Farmers on the westside of the valley depend on federally delivered water but a lack of snowfall forced the feds to drastically cut water supplies. Growers had to change their planting plans. Thousands of acres were fallowed.  Farm workers lost their jobs.  Food lines became a common sight in Selma, Huron, Mendota and Firebaugh.

Farmworkers and farmers claim the water crisis is man made. Westside growers get their water from the Sacramento-San Joaquin Delta.  A pumping station near Tracy transfers the water south down the Delta Mendota Canal.  But a tiny fish, the Delta Smelt was being sucked into the giant pumps.  The smelt is protected under the endangered species act.  Legal and regulatory steps were taken to protect the Delta's fragile ecosystem which lead to a near shutdown of the federal and state Delta water pumps.
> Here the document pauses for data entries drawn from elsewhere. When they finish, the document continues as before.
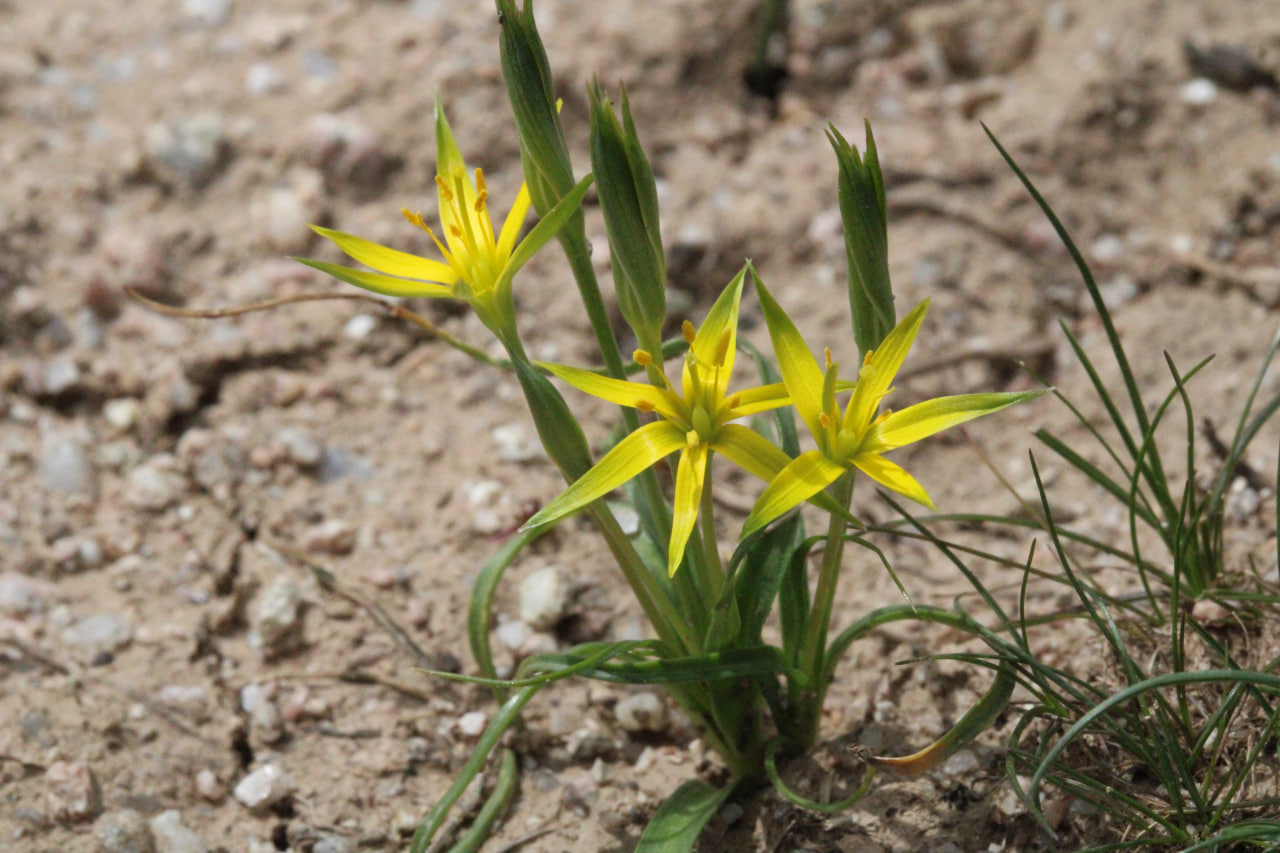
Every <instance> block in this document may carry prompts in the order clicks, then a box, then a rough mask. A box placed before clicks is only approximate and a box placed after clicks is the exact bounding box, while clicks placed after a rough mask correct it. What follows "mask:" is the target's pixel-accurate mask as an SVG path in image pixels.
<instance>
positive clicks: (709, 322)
mask: <svg viewBox="0 0 1280 853" xmlns="http://www.w3.org/2000/svg"><path fill="white" fill-rule="evenodd" d="M745 277H746V269H744V270H742V272H741V273H739V274H737V275H736V277H733V280H732V282H730V284H728V287H726V288H724V291H723V292H722V293H721V296H719V298H718V300H716V304H714V305H713V306H712V310H710V311H709V313H708V314H707V319H705V320H703V324H701V327H699V329H698V332H696V333H695V332H694V327H692V324H691V323H689V321H687V320H686V321H685V325H684V339H685V342H686V343H687V345H689V351H687V352H686V353H685V357H684V368H682V370H681V380H680V388H678V389H677V388H675V387H673V386H672V384H671V382H668V379H667V374H666V373H664V371H663V370H662V366H660V365H658V364H655V362H654V357H653V355H652V353H650V352H646V351H644V350H637V351H636V353H635V361H636V364H640V365H643V366H645V368H646V369H648V374H649V377H650V382H648V383H643V382H626V380H622V379H612V378H609V377H602V375H599V374H596V373H593V371H590V370H582V369H580V368H568V366H564V365H554V364H548V365H544V366H545V368H547V369H548V370H550V373H552V374H554V375H556V377H559V378H561V379H563V380H564V382H567V383H568V384H571V386H573V387H575V388H577V389H579V391H582V392H586V393H589V394H591V396H595V397H600V398H602V400H608V401H609V402H613V403H617V405H620V406H628V407H631V409H637V410H640V411H641V412H646V414H655V415H657V420H653V421H650V423H648V424H645V425H644V427H641V428H640V429H637V430H635V432H634V433H631V434H630V435H627V437H626V438H623V439H622V441H621V442H618V443H617V444H616V446H614V447H613V450H611V451H609V452H608V453H607V455H605V456H604V459H602V460H600V461H599V462H596V465H595V466H594V467H593V469H591V470H590V471H588V473H586V474H585V475H582V478H581V479H579V480H577V482H576V483H573V484H572V485H571V487H570V488H568V489H566V491H564V492H563V493H562V494H561V496H559V497H557V498H556V500H554V501H552V502H550V503H548V505H547V506H545V507H543V508H541V511H540V512H538V514H536V515H535V516H534V517H531V519H530V520H529V521H527V523H526V524H525V528H527V529H532V528H538V526H540V525H544V524H550V523H553V521H558V520H559V519H562V517H564V516H567V515H571V514H573V512H576V511H579V510H581V508H582V507H585V506H586V505H589V503H591V502H593V501H595V500H598V498H600V497H603V496H604V494H608V493H609V492H612V491H613V489H616V488H618V487H620V485H622V484H623V483H626V482H627V480H630V479H631V478H634V476H635V475H637V474H639V473H640V471H643V470H645V469H648V467H650V466H653V465H657V464H658V462H660V461H663V460H664V459H667V457H668V456H672V455H673V453H678V455H680V462H678V464H677V466H676V488H675V494H673V496H672V510H673V519H672V532H671V542H669V546H668V549H667V573H668V574H669V575H675V574H676V569H678V567H680V564H681V561H682V560H684V556H685V546H686V544H687V543H689V537H690V534H691V533H692V532H694V525H695V523H696V521H698V514H699V508H700V507H701V506H703V503H704V502H708V501H709V500H710V489H709V488H707V483H708V479H709V469H710V464H712V457H713V456H714V455H716V453H719V455H721V456H724V457H726V459H728V460H730V461H732V462H733V464H735V465H737V466H740V467H742V469H745V470H748V471H750V473H751V474H754V475H755V476H759V478H760V479H763V480H769V479H773V476H776V475H777V474H778V473H780V471H782V470H783V469H785V466H786V465H787V464H788V462H791V459H790V457H788V456H787V455H786V453H783V452H782V451H781V450H780V448H778V447H777V446H774V444H773V443H771V442H769V441H768V439H767V438H764V437H763V435H760V434H759V433H756V432H754V430H751V429H749V428H748V427H744V425H741V424H735V423H732V421H735V420H739V419H740V418H746V416H749V415H755V414H759V412H763V411H768V410H771V409H777V407H780V406H785V405H787V403H788V402H790V398H788V397H787V391H786V388H785V387H783V386H782V383H773V384H767V386H760V387H756V388H749V389H745V391H736V392H733V393H730V391H728V387H730V378H731V377H732V374H733V353H735V348H736V345H737V309H739V302H740V301H741V297H742V282H744V278H745ZM801 500H803V498H801ZM708 535H710V534H708Z"/></svg>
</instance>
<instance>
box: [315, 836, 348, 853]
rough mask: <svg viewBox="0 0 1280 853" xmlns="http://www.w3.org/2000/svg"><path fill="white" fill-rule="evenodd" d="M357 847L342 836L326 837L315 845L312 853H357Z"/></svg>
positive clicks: (324, 836) (319, 840) (318, 841)
mask: <svg viewBox="0 0 1280 853" xmlns="http://www.w3.org/2000/svg"><path fill="white" fill-rule="evenodd" d="M355 850H356V847H355V845H353V844H352V843H351V841H348V840H347V839H344V838H342V836H340V835H326V836H324V838H323V839H320V840H319V841H316V843H315V847H312V848H311V853H355Z"/></svg>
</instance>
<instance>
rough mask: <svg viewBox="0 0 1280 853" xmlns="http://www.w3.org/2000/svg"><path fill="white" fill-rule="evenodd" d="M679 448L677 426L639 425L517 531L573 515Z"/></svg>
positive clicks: (527, 521) (525, 523) (682, 436)
mask: <svg viewBox="0 0 1280 853" xmlns="http://www.w3.org/2000/svg"><path fill="white" fill-rule="evenodd" d="M682 447H685V433H684V432H682V430H681V429H678V428H677V427H673V425H672V424H669V423H667V421H664V420H659V421H655V423H653V424H646V425H644V427H641V428H640V429H637V430H636V432H634V433H631V434H630V435H627V437H626V438H623V439H622V441H621V442H618V443H617V444H616V446H614V447H613V450H611V451H609V452H608V453H605V455H604V459H602V460H600V461H599V462H596V464H595V466H594V467H591V470H589V471H588V473H586V474H584V475H582V476H580V478H579V479H577V480H576V482H575V483H573V484H572V485H570V487H568V488H567V489H564V491H563V492H561V494H559V496H558V497H557V498H556V500H554V501H552V502H550V503H548V505H547V506H544V507H543V508H541V510H540V511H539V512H538V514H536V515H534V517H531V519H529V521H526V523H525V524H524V526H522V528H521V530H529V529H531V528H538V526H541V525H544V524H550V523H552V521H559V520H561V519H563V517H567V516H570V515H573V514H575V512H577V511H579V510H581V508H582V507H585V506H586V505H588V503H590V502H591V501H595V500H596V498H600V497H604V496H605V494H608V493H609V492H612V491H613V489H616V488H618V487H620V485H622V484H623V483H626V482H627V480H630V479H631V478H634V476H635V475H636V474H639V473H640V471H643V470H645V469H646V467H649V466H650V465H653V464H654V462H657V461H658V460H660V459H663V457H666V456H669V455H671V453H673V452H676V451H677V450H680V448H682Z"/></svg>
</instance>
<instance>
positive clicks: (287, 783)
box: [232, 763, 294, 809]
mask: <svg viewBox="0 0 1280 853" xmlns="http://www.w3.org/2000/svg"><path fill="white" fill-rule="evenodd" d="M293 790H294V786H293V779H292V777H291V776H289V775H288V774H285V772H284V770H282V768H280V766H279V765H275V763H270V765H264V766H261V767H259V768H257V770H255V771H253V772H251V774H250V775H247V776H244V779H242V780H239V784H237V785H236V790H234V792H232V793H233V794H234V797H236V799H238V800H239V802H241V803H242V804H243V806H244V807H246V808H251V809H257V808H268V807H270V806H274V804H275V803H279V802H280V800H284V799H287V798H288V797H291V795H292V794H293Z"/></svg>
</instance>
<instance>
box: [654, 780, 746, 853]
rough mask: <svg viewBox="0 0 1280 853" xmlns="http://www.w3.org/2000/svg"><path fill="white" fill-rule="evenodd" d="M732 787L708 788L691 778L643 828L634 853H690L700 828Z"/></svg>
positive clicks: (732, 785)
mask: <svg viewBox="0 0 1280 853" xmlns="http://www.w3.org/2000/svg"><path fill="white" fill-rule="evenodd" d="M733 789H735V786H733V785H726V786H724V788H712V786H710V785H708V784H707V783H704V781H700V780H698V779H692V780H690V781H686V783H685V784H684V785H681V786H680V788H677V789H676V790H675V793H672V794H671V797H668V798H667V799H664V800H663V803H662V806H659V807H658V811H657V812H655V813H654V816H653V820H650V821H649V825H648V826H645V829H644V834H641V835H640V843H639V844H636V849H635V853H690V850H692V849H694V845H695V844H698V836H699V835H701V833H703V827H704V826H707V821H709V820H710V818H712V817H713V816H714V815H716V812H717V811H719V807H721V806H723V804H724V800H726V799H728V797H730V794H732V793H733Z"/></svg>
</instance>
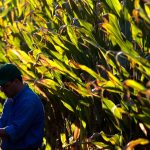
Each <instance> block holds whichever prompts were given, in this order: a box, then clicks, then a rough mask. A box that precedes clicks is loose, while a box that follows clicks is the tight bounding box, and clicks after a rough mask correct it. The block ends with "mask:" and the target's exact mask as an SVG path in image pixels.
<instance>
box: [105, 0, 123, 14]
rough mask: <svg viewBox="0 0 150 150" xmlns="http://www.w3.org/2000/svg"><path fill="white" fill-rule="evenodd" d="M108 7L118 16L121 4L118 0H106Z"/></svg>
mask: <svg viewBox="0 0 150 150" xmlns="http://www.w3.org/2000/svg"><path fill="white" fill-rule="evenodd" d="M106 2H107V4H108V5H109V7H110V8H111V9H112V10H113V11H114V12H115V13H116V14H117V15H118V16H120V11H121V9H122V6H121V4H120V2H119V0H106Z"/></svg>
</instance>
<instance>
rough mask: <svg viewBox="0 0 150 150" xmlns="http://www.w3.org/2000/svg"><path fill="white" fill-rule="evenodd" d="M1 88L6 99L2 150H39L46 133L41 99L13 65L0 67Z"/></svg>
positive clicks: (0, 78) (9, 64)
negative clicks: (23, 80)
mask: <svg viewBox="0 0 150 150" xmlns="http://www.w3.org/2000/svg"><path fill="white" fill-rule="evenodd" d="M0 89H1V91H2V92H4V94H5V95H6V96H7V99H6V101H5V103H4V107H3V112H2V115H1V117H0V137H1V139H2V145H1V148H2V150H37V149H38V148H40V147H41V145H42V138H43V134H44V109H43V105H42V103H41V101H40V98H39V97H38V96H37V95H36V94H35V93H34V92H33V91H32V90H31V89H30V88H29V86H28V85H27V84H24V83H23V81H22V76H21V72H20V70H19V69H18V68H17V67H16V66H15V65H13V64H11V63H8V64H3V65H0Z"/></svg>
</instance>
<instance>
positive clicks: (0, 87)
mask: <svg viewBox="0 0 150 150" xmlns="http://www.w3.org/2000/svg"><path fill="white" fill-rule="evenodd" d="M14 81H15V80H12V81H8V82H6V83H5V84H4V85H1V86H0V90H1V91H2V92H4V94H5V95H6V96H7V97H8V98H13V97H14V96H15V94H16V92H15V91H16V89H15V82H14Z"/></svg>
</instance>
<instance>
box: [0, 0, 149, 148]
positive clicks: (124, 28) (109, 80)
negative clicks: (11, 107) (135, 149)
mask: <svg viewBox="0 0 150 150" xmlns="http://www.w3.org/2000/svg"><path fill="white" fill-rule="evenodd" d="M6 62H12V63H14V64H16V65H17V66H18V67H19V68H20V70H21V72H22V74H23V79H24V81H25V82H26V83H28V84H29V86H30V87H31V88H32V89H33V90H34V91H35V92H36V93H37V94H39V95H40V97H41V99H42V102H43V104H44V107H45V113H46V118H45V136H44V138H43V150H44V149H45V150H51V149H52V150H62V149H64V150H82V149H83V150H97V149H103V150H106V149H107V150H134V149H137V150H138V149H139V150H142V149H143V150H148V149H150V0H1V1H0V63H1V64H2V63H6ZM4 100H5V95H3V93H0V102H1V105H0V110H1V111H2V105H3V102H4Z"/></svg>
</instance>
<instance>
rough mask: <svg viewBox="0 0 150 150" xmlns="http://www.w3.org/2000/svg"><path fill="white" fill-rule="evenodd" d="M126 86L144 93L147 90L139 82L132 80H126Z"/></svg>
mask: <svg viewBox="0 0 150 150" xmlns="http://www.w3.org/2000/svg"><path fill="white" fill-rule="evenodd" d="M124 85H125V86H127V87H131V88H133V89H136V90H138V91H144V90H146V88H145V87H144V86H143V85H141V84H140V83H138V82H137V81H135V80H131V79H127V80H125V81H124Z"/></svg>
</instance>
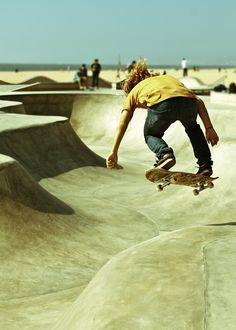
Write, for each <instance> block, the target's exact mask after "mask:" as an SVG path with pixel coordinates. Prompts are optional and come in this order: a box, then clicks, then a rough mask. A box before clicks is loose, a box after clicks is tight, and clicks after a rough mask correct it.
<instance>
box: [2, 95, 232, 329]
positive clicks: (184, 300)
mask: <svg viewBox="0 0 236 330" xmlns="http://www.w3.org/2000/svg"><path fill="white" fill-rule="evenodd" d="M13 94H14V95H12V99H11V100H12V101H16V102H22V104H23V106H24V108H25V111H26V113H27V115H26V114H12V113H11V114H7V113H1V114H0V128H1V129H0V153H1V154H4V155H6V156H2V158H1V159H2V163H1V167H0V169H1V171H0V180H1V182H0V183H1V189H2V190H1V189H0V194H1V198H0V242H1V249H0V253H1V272H0V328H1V329H4V330H12V329H30V330H39V329H42V330H45V329H46V330H47V329H48V330H49V329H50V330H51V329H63V330H65V329H66V330H67V329H68V330H71V329H73V330H77V329H79V330H120V329H122V330H123V329H125V330H169V329H171V330H172V329H174V330H185V329H186V330H190V329H191V330H206V329H207V330H222V329H227V330H234V328H235V323H236V319H235V313H234V310H235V308H236V299H235V297H236V286H235V283H236V279H235V257H234V252H235V249H236V232H235V228H236V227H235V223H236V219H235V214H236V206H235V179H234V177H235V169H234V166H232V164H235V159H236V148H235V145H236V133H235V120H236V107H235V106H230V105H226V104H224V106H222V104H212V103H211V102H210V99H209V98H208V97H204V101H205V103H206V106H207V108H208V110H209V113H210V115H211V118H212V120H213V123H214V126H215V128H216V130H217V131H218V133H219V136H220V143H219V145H218V146H216V147H214V148H211V151H212V156H213V160H214V175H215V176H219V179H218V180H216V183H215V188H214V189H207V190H205V191H203V192H202V193H200V195H199V196H198V197H195V196H193V194H192V191H191V190H192V189H191V188H189V187H180V186H174V185H172V186H169V187H166V189H165V190H164V191H163V192H160V193H158V192H156V190H155V184H153V183H151V182H149V181H147V180H146V179H145V176H144V173H145V171H146V170H147V169H148V168H150V167H152V164H153V162H154V155H153V154H152V153H151V152H150V150H149V149H148V148H147V146H146V144H145V142H144V138H143V133H142V132H143V124H144V121H145V116H146V112H145V110H141V109H137V111H135V114H134V118H133V120H132V122H131V123H130V126H129V128H128V131H127V134H126V135H125V138H124V141H123V142H122V145H121V148H120V153H119V163H120V165H122V167H123V169H120V170H108V169H106V168H105V157H106V155H107V154H108V152H109V151H110V148H111V144H112V139H113V136H114V130H115V127H116V125H117V121H118V119H119V117H120V111H121V109H122V104H123V101H124V97H123V96H122V95H121V94H119V93H116V94H115V95H112V94H111V92H110V94H103V93H101V91H100V92H99V91H98V92H96V93H95V92H91V93H90V92H88V93H69V94H67V93H65V92H63V93H59V92H58V93H56V92H53V93H49V92H48V93H36V92H34V93H22V94H20V93H13ZM9 97H10V95H9ZM4 99H6V96H5V98H4ZM62 114H63V116H62ZM165 139H166V140H167V142H168V143H169V144H170V145H171V146H172V147H173V148H174V150H175V153H176V158H177V164H176V165H175V169H176V170H185V171H189V172H193V171H196V167H195V166H196V163H195V158H194V155H193V152H192V149H191V146H190V144H189V141H188V137H187V136H186V134H185V132H184V128H183V127H182V126H181V124H179V123H175V124H174V125H172V126H171V127H170V129H168V131H167V132H166V134H165ZM9 157H11V158H9ZM25 196H27V199H26V198H25ZM71 211H72V212H71Z"/></svg>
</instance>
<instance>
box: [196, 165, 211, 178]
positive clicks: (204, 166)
mask: <svg viewBox="0 0 236 330" xmlns="http://www.w3.org/2000/svg"><path fill="white" fill-rule="evenodd" d="M212 173H213V171H212V166H211V165H209V164H203V165H200V166H199V169H198V171H197V173H196V174H202V175H205V176H211V175H212Z"/></svg>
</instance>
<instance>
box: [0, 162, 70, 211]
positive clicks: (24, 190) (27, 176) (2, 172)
mask: <svg viewBox="0 0 236 330" xmlns="http://www.w3.org/2000/svg"><path fill="white" fill-rule="evenodd" d="M0 194H1V195H2V196H5V197H8V198H10V199H12V200H13V201H15V202H20V203H22V204H24V205H26V206H28V207H30V208H32V209H36V210H38V211H41V212H49V213H62V214H72V213H73V210H72V209H71V208H70V207H69V206H67V205H66V204H65V203H64V202H62V201H60V200H59V199H57V198H56V197H55V196H53V195H52V194H50V193H49V192H48V191H47V190H45V189H44V188H42V187H41V186H40V184H39V183H38V182H37V181H35V180H34V179H33V178H32V177H31V175H30V174H29V173H28V172H27V171H26V170H25V169H24V167H23V166H21V165H20V164H19V163H18V162H17V161H16V160H15V159H13V158H11V157H8V156H5V155H0Z"/></svg>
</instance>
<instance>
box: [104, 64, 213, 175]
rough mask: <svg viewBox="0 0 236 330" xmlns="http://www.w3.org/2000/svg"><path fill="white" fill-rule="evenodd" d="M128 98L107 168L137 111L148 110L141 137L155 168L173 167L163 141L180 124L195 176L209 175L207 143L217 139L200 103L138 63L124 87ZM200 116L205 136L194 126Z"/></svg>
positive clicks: (110, 167)
mask: <svg viewBox="0 0 236 330" xmlns="http://www.w3.org/2000/svg"><path fill="white" fill-rule="evenodd" d="M123 90H124V91H125V93H126V95H127V98H126V101H125V103H124V105H123V110H122V113H121V118H120V122H119V124H118V126H117V129H116V133H115V136H114V141H113V145H112V149H111V152H110V154H109V155H108V157H107V162H106V163H107V167H108V168H110V169H111V168H115V167H116V165H117V162H118V149H119V146H120V143H121V141H122V138H123V136H124V134H125V132H126V129H127V127H128V124H129V122H130V120H131V119H132V116H133V112H134V111H135V109H136V108H143V109H147V118H146V121H145V125H144V137H145V141H146V143H147V145H148V147H149V148H150V149H151V150H152V151H153V152H154V153H155V155H156V164H155V166H156V167H157V168H164V169H166V170H169V169H170V168H171V167H172V166H174V165H175V163H176V161H175V156H174V151H173V149H172V148H171V147H169V146H168V144H167V143H166V142H165V141H164V140H163V138H162V137H163V135H164V133H165V131H166V130H167V128H168V127H169V126H170V125H171V124H172V123H174V122H175V121H177V120H179V121H180V122H181V123H182V125H183V126H184V128H185V132H186V133H187V135H188V137H189V139H190V142H191V144H192V147H193V152H194V155H195V157H196V159H197V164H198V166H199V169H198V172H197V174H204V175H207V176H211V175H212V164H213V162H212V160H211V153H210V149H209V147H208V144H207V142H208V143H211V145H212V146H214V145H216V144H217V142H218V140H219V138H218V135H217V133H216V131H215V130H214V128H213V125H212V123H211V120H210V117H209V114H208V112H207V109H206V107H205V105H204V103H203V101H202V100H201V99H200V98H199V97H197V96H196V95H195V94H194V93H193V92H191V91H190V90H189V89H187V88H186V87H185V86H184V85H183V84H182V83H181V82H180V81H179V80H177V79H175V78H174V77H172V76H170V75H158V74H151V73H150V72H149V71H148V68H147V65H146V63H145V62H142V61H140V62H138V63H137V64H136V66H135V68H134V70H132V72H131V73H130V74H129V75H128V77H127V79H126V80H125V83H124V85H123ZM198 115H199V116H200V118H201V120H202V122H203V124H204V127H205V130H206V131H205V136H206V138H205V136H204V134H203V132H202V130H201V128H200V126H199V124H197V116H198Z"/></svg>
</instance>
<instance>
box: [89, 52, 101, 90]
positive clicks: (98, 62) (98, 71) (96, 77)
mask: <svg viewBox="0 0 236 330" xmlns="http://www.w3.org/2000/svg"><path fill="white" fill-rule="evenodd" d="M101 69H102V66H101V64H100V63H99V60H98V59H97V58H95V60H94V62H93V63H92V64H91V71H92V87H97V88H98V87H99V74H100V72H101Z"/></svg>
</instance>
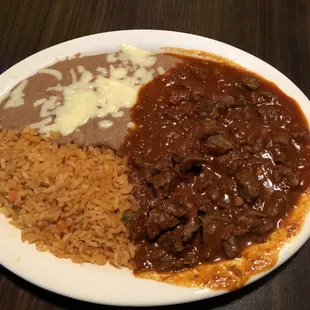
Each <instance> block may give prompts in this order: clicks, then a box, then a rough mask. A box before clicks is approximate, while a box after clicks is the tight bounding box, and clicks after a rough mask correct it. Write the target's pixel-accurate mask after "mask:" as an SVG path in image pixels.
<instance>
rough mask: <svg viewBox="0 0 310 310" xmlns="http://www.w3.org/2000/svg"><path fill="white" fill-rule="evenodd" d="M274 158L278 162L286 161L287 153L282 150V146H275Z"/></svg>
mask: <svg viewBox="0 0 310 310" xmlns="http://www.w3.org/2000/svg"><path fill="white" fill-rule="evenodd" d="M271 153H272V159H273V161H274V162H275V163H276V164H285V162H286V155H285V153H284V152H282V151H281V149H280V148H278V147H277V148H275V149H273V150H272V151H271Z"/></svg>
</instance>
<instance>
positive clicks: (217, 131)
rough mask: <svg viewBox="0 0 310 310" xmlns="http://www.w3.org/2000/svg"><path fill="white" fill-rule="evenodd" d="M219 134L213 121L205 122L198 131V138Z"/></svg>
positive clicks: (218, 130)
mask: <svg viewBox="0 0 310 310" xmlns="http://www.w3.org/2000/svg"><path fill="white" fill-rule="evenodd" d="M218 133H219V129H218V127H217V124H216V121H215V120H206V121H205V122H204V124H203V126H202V127H201V130H200V131H199V138H207V137H209V136H213V135H216V134H218Z"/></svg>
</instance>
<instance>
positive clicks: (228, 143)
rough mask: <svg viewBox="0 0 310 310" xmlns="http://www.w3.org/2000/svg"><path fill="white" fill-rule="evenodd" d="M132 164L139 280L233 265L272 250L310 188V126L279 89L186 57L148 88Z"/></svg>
mask: <svg viewBox="0 0 310 310" xmlns="http://www.w3.org/2000/svg"><path fill="white" fill-rule="evenodd" d="M131 114H132V119H133V121H134V122H135V124H136V127H135V130H133V131H131V132H130V133H129V134H128V135H127V137H126V140H125V143H124V145H123V147H122V149H121V150H120V152H121V154H122V155H126V156H127V157H128V161H129V166H130V176H131V178H132V181H133V182H134V184H136V186H135V196H136V199H137V202H138V206H139V208H138V211H137V212H136V214H135V215H133V216H132V218H131V220H130V223H128V225H129V231H130V238H131V239H132V240H133V241H134V242H135V243H136V244H137V248H138V249H137V253H136V256H135V261H134V264H135V271H136V272H140V271H146V270H154V271H157V272H166V271H177V270H182V269H184V268H189V267H193V266H195V265H197V264H201V263H210V262H215V261H219V260H223V259H232V258H234V257H237V256H238V255H241V252H242V250H243V249H244V248H245V247H247V246H250V245H251V244H252V243H257V242H265V241H266V240H268V236H269V235H270V234H271V233H272V232H273V231H274V230H275V229H276V228H277V225H279V222H280V221H281V219H282V218H283V217H285V216H287V215H288V214H289V211H290V210H291V209H292V208H293V207H294V206H295V205H296V204H297V202H298V199H299V197H300V196H301V194H302V193H303V192H305V191H306V190H307V188H308V186H309V173H308V171H309V159H310V153H309V131H308V124H307V121H306V120H305V118H304V116H303V114H302V112H301V111H300V109H299V107H298V105H297V103H296V102H294V100H292V99H291V98H289V97H288V96H286V95H285V94H284V93H283V92H282V91H281V90H280V89H279V88H277V86H276V85H274V84H273V83H271V82H269V81H266V80H264V79H263V78H261V77H258V76H255V75H253V74H250V73H249V72H247V71H245V70H243V69H240V68H236V67H234V66H229V65H227V64H222V63H216V62H211V61H205V60H201V59H195V58H189V57H182V62H180V64H178V65H177V66H176V67H175V68H173V69H171V70H169V71H168V72H167V73H166V74H165V75H164V76H159V77H157V78H155V79H154V80H153V81H151V82H149V83H148V84H147V85H145V86H144V87H143V88H142V89H141V90H140V93H139V98H138V102H137V104H136V105H135V106H134V108H133V109H132V111H131Z"/></svg>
Farmers and federal lawmakers appealed to the Interior Secretary Ken Salazar who has visited the valley twice.  Salazar said, "the reality of this is we do not have those solutions at hand.   The pain people felt this year may continue into the future.   I don't want to raise expectations or wave a magic wand and say this is gonna be better next year."

Valley Congressmen are united in their fight to change the rules.  The water crisis has also created new allies.  The Tea Party, tea standing for taxes enough already has sent contingents to the Bay Area and Sacramento to stand up for farmers.  Another group flexing political muscle is the Latino Water Coalition.  Members have been lobbying in Sacramento and Washington D.C.  Its spokesman is Comedian Paul Rodriguez who has grown impatient with Interior Secretary Salazar.  Rodriguez told reporters, "he told us in there it's gonna take three years were moving as fast as we can. Who in this valley has three years?"

Governor Schwarzenegger has also beat the political drums for water reform.  He's pushed hard to fix california's water infra-structure.   He's leaned hard on the legislature to put a water bond measure on the state ballot in 2010.   A vote in Sacramento could come anyday.  

Sean Hannity gets the credit for giving the Central Valley Water Crisis a national audience. In September he brought his cable show to the fallow fields of the westside to spotlight the problem.